Para a coleta de dados também foi utilizado um questionário, através do qual busquei obter mais informações sobre a educação, os aspectos ambientais da comunidade, a formação e a atuação dos sujeitos como educadores ambientais. O instrumento completo encontra-se em anexo.

Após a aplicação do instrumento de apreensão dos afetos, com os participantes já sensibilizados pelo contato com seus próprios afetos em relação ao Missi,

surgiu espontaneamente uma discussão sobre a comunidade e seus problemas, a relação dos integrantes do grupo com a mesma e as suas possibilidades. O diálogo ocorreu de maneira bastante fluida e descontraída, pontuada, entretanto, por momentos de indignação, sobretudo quando os relatos traziam à tona os problemas ambientais sofridos pela comunidade como contaminação da água, doenças, desmatamento, violência.

Discutimos sobre o resultado negativo obtido pela escola que fora avaliada pelo INEP como a pior do município. O que significava aquilo para eles? Expliquei alguns dos conceitos da Psicologia e da Psicologia Ambiental: identidade e identidade comunitária, apropriação etc. Em seguida, lancei a pergunta: Como vocês acham que está a identidade comunitária do Missi?

Essa questão gerou uma discussão em torno de alguns dos principais problemas do Missi. Entre estes, foi apresentado o fato de muitas famílias terem imigrado para lá, trazendo desagregação e destruição para o lugar, pois estes novos moradores não tinham o mesmo amor e compromisso com o lugar que os antigos. Parte dos problemas ambientais relatados também faz referência ao crescimento rápido e desordenado da comunidade. Em relação à escola, um dos principais desafios no Missi é o comportamento dos alunos. Falamos também sobre os problemas da escola.

Eu acho que na escola falta um pouco aquele sentimento de apropriação. É fácil de dizer. Muita gente diz: olha aqui a escola onde eu estudei, onde eu ensino, mas pouca gente se apropria disso e tenta dar o espaço de todo mundo se unir pra modificar essa realidade (Sandra).

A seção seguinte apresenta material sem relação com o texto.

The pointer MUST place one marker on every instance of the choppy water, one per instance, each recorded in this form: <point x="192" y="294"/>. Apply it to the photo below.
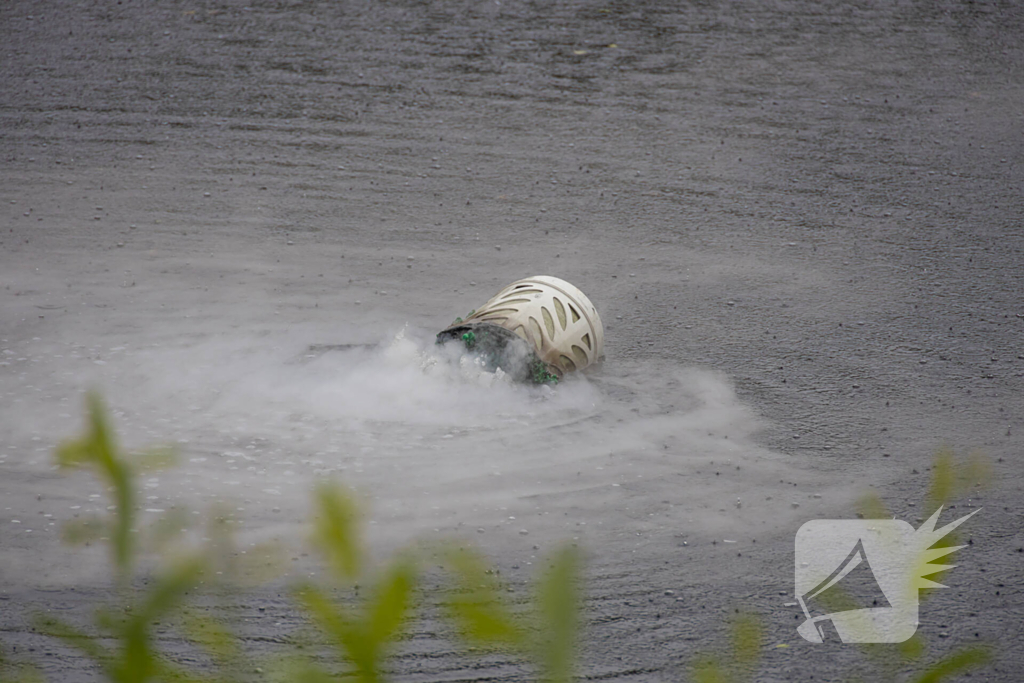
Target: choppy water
<point x="431" y="441"/>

Após a finalização da aplicação do instrumento de apreensão dos afetos e da discussão proporcionada por este, fizemos uma avaliação do processo:

Conversar até que não é tão difícil, mas escrever ou desenhar o que a gente sente é difícil! O meu desenho mostra o Missi desordenado, com ruas sem alinhamento, com culturas e sentimentos diferentes. Então, pra gente desenhar esse Missi aí é muito difícil. Um Missi que nós que somos filhos daqui não se identificam mais (Elizandra).

Os relatos dos professores demonstram a dificuldade encontrada quando são propostas atividades que fogem ao padrão cognitivista. As coisas parecem não fazer muito sentido a priori, mas as informações e percepções sobre o lugar vão ganhando novos tons emotivos, às vezes alegres, outras vezes tristes ou indignados. Desta forma, vamos pouco a

pouco conhecendo o Missi e suas características pelos afetos de seus moradores, vamos acessando a subjetividade destes professores a partir da sua relação com sua comunidade.